Referencing the Venice, California, artist community, perhaps, was a series of looks that were hand painted, including a pair of splatter-paint embroidered jeans worthy of hanging on the wall. Lauren also elevated his love of nautical navy and white, giving a blue turtleneck with diamond-shaped monogram and white shorts with toggle belt look some Tinseltown sparkle in the form of a navy blue sequined double-breasted blazer.
The show really hit its stride when the neo-prep Polo looks started coming out — teens in tie-dye polos, rugbys, nylon shorts, cargo pants, sneakers and beanies in crazy colored plaids and stripes had lots of spunk.
There were also models with small kids in tow, wearing the relaxed, rumpled tailoring, madras checks, tennis sweaters and homespun quilted pieces that have made Lauren synonymous with Americana.
One little boy, in particular, nearly stole the show.
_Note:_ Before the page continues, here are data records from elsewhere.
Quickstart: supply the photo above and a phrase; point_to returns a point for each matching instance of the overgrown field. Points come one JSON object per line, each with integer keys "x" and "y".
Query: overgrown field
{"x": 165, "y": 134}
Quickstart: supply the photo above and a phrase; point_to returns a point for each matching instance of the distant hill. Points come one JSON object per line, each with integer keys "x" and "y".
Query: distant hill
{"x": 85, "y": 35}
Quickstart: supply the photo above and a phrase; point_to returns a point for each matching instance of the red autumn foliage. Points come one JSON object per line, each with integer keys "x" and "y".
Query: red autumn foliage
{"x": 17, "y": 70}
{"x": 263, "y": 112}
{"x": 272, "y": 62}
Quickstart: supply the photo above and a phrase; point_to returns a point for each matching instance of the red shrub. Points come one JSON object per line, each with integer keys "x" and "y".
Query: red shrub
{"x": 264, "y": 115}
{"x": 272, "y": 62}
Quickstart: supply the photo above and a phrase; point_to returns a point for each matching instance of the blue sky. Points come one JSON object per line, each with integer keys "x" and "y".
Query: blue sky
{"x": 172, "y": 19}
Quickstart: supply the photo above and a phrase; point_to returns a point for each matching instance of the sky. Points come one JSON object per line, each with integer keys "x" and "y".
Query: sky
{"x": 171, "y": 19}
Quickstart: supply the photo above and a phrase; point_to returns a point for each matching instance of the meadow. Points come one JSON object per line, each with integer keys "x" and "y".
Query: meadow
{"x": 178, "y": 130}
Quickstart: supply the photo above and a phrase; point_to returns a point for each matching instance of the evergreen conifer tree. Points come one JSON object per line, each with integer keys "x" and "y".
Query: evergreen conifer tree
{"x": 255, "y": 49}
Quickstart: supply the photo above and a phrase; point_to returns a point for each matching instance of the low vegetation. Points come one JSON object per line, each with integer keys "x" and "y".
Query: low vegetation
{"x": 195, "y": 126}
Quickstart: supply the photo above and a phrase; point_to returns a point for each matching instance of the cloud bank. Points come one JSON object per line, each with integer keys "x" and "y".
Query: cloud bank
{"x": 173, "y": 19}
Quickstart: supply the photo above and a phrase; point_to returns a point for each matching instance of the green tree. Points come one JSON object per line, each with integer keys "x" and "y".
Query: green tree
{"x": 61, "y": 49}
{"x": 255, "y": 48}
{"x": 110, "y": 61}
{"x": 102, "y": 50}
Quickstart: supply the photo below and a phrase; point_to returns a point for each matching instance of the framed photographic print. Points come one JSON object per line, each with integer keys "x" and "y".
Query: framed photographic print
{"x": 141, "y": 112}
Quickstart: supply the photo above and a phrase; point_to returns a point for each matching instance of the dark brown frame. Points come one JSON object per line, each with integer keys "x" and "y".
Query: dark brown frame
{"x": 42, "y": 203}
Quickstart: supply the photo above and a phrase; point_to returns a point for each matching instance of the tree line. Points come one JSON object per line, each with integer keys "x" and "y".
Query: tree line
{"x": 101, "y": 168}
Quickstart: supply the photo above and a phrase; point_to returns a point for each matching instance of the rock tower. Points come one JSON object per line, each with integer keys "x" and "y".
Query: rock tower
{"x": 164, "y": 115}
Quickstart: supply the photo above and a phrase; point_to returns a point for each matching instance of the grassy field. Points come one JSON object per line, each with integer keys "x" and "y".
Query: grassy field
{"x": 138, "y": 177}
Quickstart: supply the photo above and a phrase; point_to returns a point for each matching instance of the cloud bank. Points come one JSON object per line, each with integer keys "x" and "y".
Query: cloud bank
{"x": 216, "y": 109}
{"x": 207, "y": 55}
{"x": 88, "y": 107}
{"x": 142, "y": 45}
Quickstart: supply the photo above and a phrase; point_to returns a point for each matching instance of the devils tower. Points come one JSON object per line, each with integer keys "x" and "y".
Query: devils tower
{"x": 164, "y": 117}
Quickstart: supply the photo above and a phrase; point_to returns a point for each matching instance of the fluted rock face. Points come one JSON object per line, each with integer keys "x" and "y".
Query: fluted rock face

Dressed in pint-sized green pants, a blue blazer and orange sneakers, he waved and high-fived his way down the front row.
The finale of drawstring parachute maxiskirts, worn with striped sweaters, color-blocked polos or sleek, athletic-looking bodysuits underneath was just gorgeous, particularly the red hot, one-shouldered top and sarong-style skirt draped to one side that would go from pool to patio cocktails in a second.
After the show the designer was mobbed with well-wishers and picture-takers until people tiptoed through the darkness and into the garden for Old Fashion-eds.
“That was an extraordinary show,” Dern said, introducing herself to Ralph and his wife Ricky when they made their entrance.
“This is my ode,” said artist-turned-designer Greg Lauren, revealing a hand-painted Polo pony T-shirt he created, worn layered under one of his deconstructed tail coats.
Greg has been the longtime L.A. outlier of the Lauren family, and he said it felt like a full-circle moment to have his uncle showing in his hometown. “All of my friends who are L.A. designers still reference Ralph, and wanting to build what he built,” said the creative, who was seated for the show in between his dad Jerry Lauren and the company’s chief executive officer Patrick Louvet.
Dinner went late, with lots of wine and table-hopping.
“Do you think people know where they are?” Karen Lawrence, president of the Huntington, wondered aloud about the 100-plus-year-old cultural institution that was a rented backdrop.
At least those who made their way to the bathroom inside the impressive art museum, past the gilded furniture and the 1794 Thomas Lawrence portrait affectionately known as “Pinkie,” got an inkling.
Lawrence spent the better part of the evening talking up the Huntington and urging people to come back to visit before they hopped on the fleet of golf carts headed back to the parking lot. She had lots of takers.